Eventually, city staff realized it was giving different consideration to the same facility on different sites, simply because it went to different people in the same department. Guernsey called for a review of the ordinance.

Most recently, Zoning and Platting Commission denied a conditional use permit on the Jefferson Street site. That decision has been appealed to Council.


The reason the Planning Commission was having a discussion on the topic at all was enough to make some commissioners feel uncomfortable: Different members of city staff presented different rulings on an appropriate zoning category for separate sites intended for the same facility once housed within the Seton Hospital campus.


“I’m disheartened and confused by this whole conversation,” Chris Allen of the Rosedale neighborhood told commissioners during his one-minute comment. “This whole process is an answer to a question no one is asking.”


Commissioner Danette Chimenti agreed. While Chair Dave Sullivan clarified for colleague Kathy Tovo early in the discussion, that the discussion was intended to focus on the zoning category and not the Central Texas Rehabilitation Hospital situation, the discussion frequently drifted back to the specifics of the case.


“We have GH, and this can be used today,” said Chimenti of the general hospital  zoning category. In less intense zoning categories, GH could be a used as a conditional overlay. “I would believe the timing of this is such that it’s a response to the needs for a particular project and developer. It sets a bad precedent, and I don’t think that’s appropriate. ZAP had a ruling against this. It makes this look like some kind of end run to that.”


Rusthoven’s argument, after department review headed by Director Greg Guernsey, was that the confusion over the rehabilitation hospital – was it really as intense as a hospital or could it reside somewhere between GH and convalescent care? – might require a new gentler hospital zoning category. Levels of care, dictated by Medicare reimbursements, produced facilities with a range of purposes from long-term nursing care to short-term rehabilitation to intense acute care to general hospital care.

Should less intensive medical facilities be forced to meet hospital guidelines?


The city’s assessment was that Central Texas Rehabilitation Hospital would be the first true rehabilitation hospital – a category with more intense staffing than the traditional nursing homes but less intrusive uses than an acute care facility – but members of the neighborhoods impacted by the decision were unconvinced.


Already, Rosedale had experienced one facility that appeared to go from nursing care to rehabilitation hospital some mix of rehabilitation hospital and acute care, and the impact on the neighborhood appeared unchanged.
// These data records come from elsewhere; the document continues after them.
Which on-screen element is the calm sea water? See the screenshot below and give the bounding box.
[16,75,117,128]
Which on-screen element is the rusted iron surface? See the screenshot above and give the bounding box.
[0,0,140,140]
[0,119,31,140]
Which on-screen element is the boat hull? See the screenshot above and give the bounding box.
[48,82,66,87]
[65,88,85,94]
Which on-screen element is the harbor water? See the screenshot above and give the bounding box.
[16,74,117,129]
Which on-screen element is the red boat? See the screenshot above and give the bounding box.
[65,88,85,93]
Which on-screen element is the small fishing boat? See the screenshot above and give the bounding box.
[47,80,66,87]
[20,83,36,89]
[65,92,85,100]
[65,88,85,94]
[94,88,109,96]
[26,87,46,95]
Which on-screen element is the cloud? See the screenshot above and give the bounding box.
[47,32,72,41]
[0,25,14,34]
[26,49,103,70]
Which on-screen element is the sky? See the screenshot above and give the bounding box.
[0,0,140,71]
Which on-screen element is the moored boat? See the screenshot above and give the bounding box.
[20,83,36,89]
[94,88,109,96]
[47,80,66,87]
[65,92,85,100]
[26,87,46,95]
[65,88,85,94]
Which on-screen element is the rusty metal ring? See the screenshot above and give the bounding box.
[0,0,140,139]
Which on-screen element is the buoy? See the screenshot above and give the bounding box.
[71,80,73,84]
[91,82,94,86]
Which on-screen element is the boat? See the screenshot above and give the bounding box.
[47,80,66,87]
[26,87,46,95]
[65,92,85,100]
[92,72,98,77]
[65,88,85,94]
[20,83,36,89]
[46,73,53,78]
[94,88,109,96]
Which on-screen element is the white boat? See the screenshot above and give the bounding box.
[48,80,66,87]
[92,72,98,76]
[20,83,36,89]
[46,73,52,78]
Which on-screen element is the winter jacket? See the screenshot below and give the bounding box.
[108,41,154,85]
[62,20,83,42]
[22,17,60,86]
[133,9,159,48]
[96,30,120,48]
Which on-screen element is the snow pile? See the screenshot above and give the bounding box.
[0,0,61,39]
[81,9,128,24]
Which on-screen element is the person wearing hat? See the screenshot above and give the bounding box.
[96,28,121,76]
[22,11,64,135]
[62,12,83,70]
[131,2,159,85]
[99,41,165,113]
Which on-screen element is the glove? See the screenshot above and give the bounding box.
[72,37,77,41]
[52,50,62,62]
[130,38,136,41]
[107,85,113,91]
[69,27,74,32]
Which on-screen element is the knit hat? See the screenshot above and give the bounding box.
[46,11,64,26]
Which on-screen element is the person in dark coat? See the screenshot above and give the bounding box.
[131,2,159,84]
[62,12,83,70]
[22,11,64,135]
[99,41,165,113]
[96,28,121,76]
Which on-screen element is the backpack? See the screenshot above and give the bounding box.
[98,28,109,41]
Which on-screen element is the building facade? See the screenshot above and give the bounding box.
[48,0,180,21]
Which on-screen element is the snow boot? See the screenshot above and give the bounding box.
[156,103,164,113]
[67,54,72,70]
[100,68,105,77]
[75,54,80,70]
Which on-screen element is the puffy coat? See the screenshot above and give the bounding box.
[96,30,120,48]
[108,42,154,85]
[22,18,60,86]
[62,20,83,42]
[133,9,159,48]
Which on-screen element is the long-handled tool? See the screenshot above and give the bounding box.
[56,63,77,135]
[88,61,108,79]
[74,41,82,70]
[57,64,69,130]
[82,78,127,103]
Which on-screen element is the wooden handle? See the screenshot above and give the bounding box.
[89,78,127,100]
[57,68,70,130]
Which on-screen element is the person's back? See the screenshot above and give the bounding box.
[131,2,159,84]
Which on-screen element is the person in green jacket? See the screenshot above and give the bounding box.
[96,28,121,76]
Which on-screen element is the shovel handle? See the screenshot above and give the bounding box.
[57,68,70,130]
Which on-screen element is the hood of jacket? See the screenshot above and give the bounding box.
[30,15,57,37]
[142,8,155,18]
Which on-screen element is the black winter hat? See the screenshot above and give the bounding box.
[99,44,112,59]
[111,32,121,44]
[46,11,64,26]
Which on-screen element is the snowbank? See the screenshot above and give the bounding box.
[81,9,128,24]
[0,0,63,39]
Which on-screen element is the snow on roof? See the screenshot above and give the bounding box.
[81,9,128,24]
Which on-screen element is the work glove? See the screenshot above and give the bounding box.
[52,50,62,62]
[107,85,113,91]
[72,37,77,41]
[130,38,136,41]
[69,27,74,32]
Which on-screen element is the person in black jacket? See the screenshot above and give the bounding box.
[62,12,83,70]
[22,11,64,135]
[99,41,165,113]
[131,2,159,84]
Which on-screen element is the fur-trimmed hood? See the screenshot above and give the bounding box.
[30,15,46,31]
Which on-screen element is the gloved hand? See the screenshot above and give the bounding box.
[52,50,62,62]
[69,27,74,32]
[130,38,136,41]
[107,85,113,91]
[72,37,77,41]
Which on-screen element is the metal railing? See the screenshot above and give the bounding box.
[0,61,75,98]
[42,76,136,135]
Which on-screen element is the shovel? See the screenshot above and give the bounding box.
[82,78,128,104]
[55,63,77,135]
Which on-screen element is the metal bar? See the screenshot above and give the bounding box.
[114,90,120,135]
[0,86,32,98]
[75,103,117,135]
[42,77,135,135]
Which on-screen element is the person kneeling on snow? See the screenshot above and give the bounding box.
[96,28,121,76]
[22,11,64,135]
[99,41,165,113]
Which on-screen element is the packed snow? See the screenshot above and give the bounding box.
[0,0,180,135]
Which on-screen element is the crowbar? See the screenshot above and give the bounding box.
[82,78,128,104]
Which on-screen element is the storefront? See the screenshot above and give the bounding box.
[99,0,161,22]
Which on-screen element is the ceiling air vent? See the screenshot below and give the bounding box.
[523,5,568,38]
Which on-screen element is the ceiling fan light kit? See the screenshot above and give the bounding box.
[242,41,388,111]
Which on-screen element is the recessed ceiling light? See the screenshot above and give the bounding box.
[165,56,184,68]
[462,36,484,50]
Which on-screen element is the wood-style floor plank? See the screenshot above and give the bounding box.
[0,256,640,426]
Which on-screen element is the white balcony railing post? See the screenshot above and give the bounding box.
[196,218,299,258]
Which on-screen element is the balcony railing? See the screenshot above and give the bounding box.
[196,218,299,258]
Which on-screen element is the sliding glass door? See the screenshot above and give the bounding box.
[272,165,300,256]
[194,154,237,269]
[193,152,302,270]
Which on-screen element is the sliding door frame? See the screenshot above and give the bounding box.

Mary Engle, another neighbor, argued she had heard no argument that would appear to justify a new zoning category for the stand-alone hospital site.


“Tonight, I’ve heard nothing that would seem to require a different zoning category and nothing about what makes this use different from general hospital high-intensity use,” Engle said. “I hope we can proceed with caution and prudence here. I just have a concern that we are rewriting code because of our current needs.”


Commissioners sided with her, led by Chimenti. Saundra Kirk, who had worked in the rehabilitation area, was willing to open the topic for discussion, but she didn’t get a lot of support, with the exception of Dave Sullivan and Jay Reddy. Even then, it appeared more for purposes of exploring information than signing onto a deal. Sullivan even suggested that the discussion might end up with a recommendation of how to sequester the various hospital types but using current categories.


Instead, commissioners lined up in opposition: Mandy Dealey and Dave Anderson considered it a waste of staff time. Chimenti was opposed. Tovo, who lived blocks from the potential hospital site, eventually abstained from a vote. And Ben DeLeon, whose wife had a baby last week, was absent from the discussion.


“It didn’t get five votes,” Sullivan said. “It’s dead.”